Conference Report: Unpredictability in Video Games

Five speakers linked to the field of video games and coming from various specialties presented their vision of the video games of today and tomorrow at a conference called “New Frontiers in Gaming”. We heard the standard updates in terms of numbers and jobs, but also fringe opinions in terms of industry, design and interactions.

Jonathan Morin, working on Far Cry 2 for Ubisoft, delivered a presentation entitled “Predictability in Video Games: how to avoid preconceived experiences in game design”. Here’s a short summary of his main points.

The execution of a task can have a different cognitive cost depending on its level of complexity, familiarity and it’s concurrence with other tasks… one of the objectives of the video game universe is to allow the player to develop an abstract level of expertise based on his growing skills. Without this key gameplay concept, the player will become fatigued and lose motivation. This could potentially lead to the player abandoning the video game in question.

An essential point evoked by Jonathan Morin is the importance of rendering the least predictable game environment possible to maintain the player at a behavioural level based on rules and knowledge.

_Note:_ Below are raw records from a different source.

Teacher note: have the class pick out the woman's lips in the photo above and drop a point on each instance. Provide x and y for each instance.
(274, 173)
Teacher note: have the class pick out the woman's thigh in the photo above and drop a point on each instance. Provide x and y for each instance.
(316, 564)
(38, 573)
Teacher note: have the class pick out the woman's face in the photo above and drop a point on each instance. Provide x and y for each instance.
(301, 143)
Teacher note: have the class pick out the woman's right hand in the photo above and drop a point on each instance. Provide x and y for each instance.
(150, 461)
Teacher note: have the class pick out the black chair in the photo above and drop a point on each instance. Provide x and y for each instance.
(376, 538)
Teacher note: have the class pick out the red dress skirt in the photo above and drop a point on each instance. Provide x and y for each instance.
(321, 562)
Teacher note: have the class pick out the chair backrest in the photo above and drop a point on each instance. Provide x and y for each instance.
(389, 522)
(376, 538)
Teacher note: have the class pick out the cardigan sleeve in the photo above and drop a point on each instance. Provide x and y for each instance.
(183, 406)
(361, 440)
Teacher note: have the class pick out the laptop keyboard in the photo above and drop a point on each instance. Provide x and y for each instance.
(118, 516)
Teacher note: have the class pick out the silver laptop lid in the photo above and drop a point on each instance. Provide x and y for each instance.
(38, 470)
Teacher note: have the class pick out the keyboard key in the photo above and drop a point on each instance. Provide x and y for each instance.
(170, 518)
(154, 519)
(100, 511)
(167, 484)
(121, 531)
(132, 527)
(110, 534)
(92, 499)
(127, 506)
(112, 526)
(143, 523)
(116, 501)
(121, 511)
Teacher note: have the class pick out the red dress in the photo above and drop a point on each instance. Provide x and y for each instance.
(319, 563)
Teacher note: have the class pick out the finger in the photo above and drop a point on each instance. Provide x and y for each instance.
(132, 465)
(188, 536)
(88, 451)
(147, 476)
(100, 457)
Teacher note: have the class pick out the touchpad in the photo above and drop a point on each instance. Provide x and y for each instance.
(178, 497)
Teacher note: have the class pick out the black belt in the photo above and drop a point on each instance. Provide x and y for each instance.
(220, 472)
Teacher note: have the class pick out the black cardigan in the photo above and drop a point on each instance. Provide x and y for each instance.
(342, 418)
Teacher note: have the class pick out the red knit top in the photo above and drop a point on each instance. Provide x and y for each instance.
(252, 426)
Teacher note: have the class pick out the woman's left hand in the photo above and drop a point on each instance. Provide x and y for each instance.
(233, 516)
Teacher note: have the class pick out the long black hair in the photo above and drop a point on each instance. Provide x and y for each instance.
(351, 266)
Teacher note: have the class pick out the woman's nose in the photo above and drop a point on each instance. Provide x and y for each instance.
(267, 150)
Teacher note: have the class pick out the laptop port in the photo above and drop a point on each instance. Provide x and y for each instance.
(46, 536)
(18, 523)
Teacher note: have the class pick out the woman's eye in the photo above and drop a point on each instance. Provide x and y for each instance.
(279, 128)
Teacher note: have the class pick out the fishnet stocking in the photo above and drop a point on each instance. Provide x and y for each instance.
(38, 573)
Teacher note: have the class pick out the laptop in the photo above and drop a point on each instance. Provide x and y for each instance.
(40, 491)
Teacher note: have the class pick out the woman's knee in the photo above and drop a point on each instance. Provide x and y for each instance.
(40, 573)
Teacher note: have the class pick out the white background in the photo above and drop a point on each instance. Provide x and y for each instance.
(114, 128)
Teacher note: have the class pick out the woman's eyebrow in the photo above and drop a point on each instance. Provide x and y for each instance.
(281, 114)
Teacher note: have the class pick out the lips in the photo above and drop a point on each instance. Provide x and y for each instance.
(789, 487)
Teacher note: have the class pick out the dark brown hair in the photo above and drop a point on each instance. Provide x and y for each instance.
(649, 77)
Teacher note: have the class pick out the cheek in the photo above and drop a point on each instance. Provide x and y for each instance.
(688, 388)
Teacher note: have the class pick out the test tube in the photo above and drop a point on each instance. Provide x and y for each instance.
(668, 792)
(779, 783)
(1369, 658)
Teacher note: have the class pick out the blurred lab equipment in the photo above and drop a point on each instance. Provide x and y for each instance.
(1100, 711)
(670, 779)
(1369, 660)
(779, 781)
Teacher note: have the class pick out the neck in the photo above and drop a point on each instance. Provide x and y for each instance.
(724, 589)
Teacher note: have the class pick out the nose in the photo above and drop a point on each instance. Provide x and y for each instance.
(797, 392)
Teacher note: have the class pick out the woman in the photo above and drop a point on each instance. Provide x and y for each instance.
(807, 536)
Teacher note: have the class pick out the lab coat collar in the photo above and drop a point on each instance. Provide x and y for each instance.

Rasmussen’s model perfectly illustrates decision making and the development of automation. (Fig. 1)

Skill Based

Schemes, action patterns which need a minimum of resources.

Rule Based

Mental procedures where an extra level of analysis is necessary. On top of his perception, the human must recognize a situation and select an appropriate rule before initializing an action.

Knowledge based

Declarative knowledge. Action plans are elaborated on the basis of memorized knowledge and analytic processes

Fig. 1 – Rasmussen’s model (1986)

To explain this reasoning, Jonathan Morin presented us with 2 simple, recognizable games: Mario Brothers and Pac-Man.

He started by mentioning that a game like Mario Bros. tends to establish patterns that players learn to automate while relinquishing conscious control.

On the other side, he showed us the value of a game like Pac Man, where randomly moving ghosts force the player to develop strategies. Here, the player bases his gameplay on rules.

Eventually, the human adapts to the gameplay environment and learns how to react to events. This is where proper feedback could have the environment react in turn by learning the player’s behaviour pattern. Imagine a fighting game where the computer could modify its behaviour depending on your gameplay style. This would force you to introduce new strategies to accomplish your goal while continually mobilizing your cognitive resources, immersing you in the game and separating you from reality. Although this goal is not new, I don’t believe it has been achieved yet.

From our point of view, it’s interesting to think about how ergonomics seeks instead to create very predictable interfaces so that users can work effectively and efficiently.

Being able to meet and listen to the professionals is always a rewarding experience and we appreciate the SAT organizing these events regularly. By the way, a video of this conference should be on their site this week.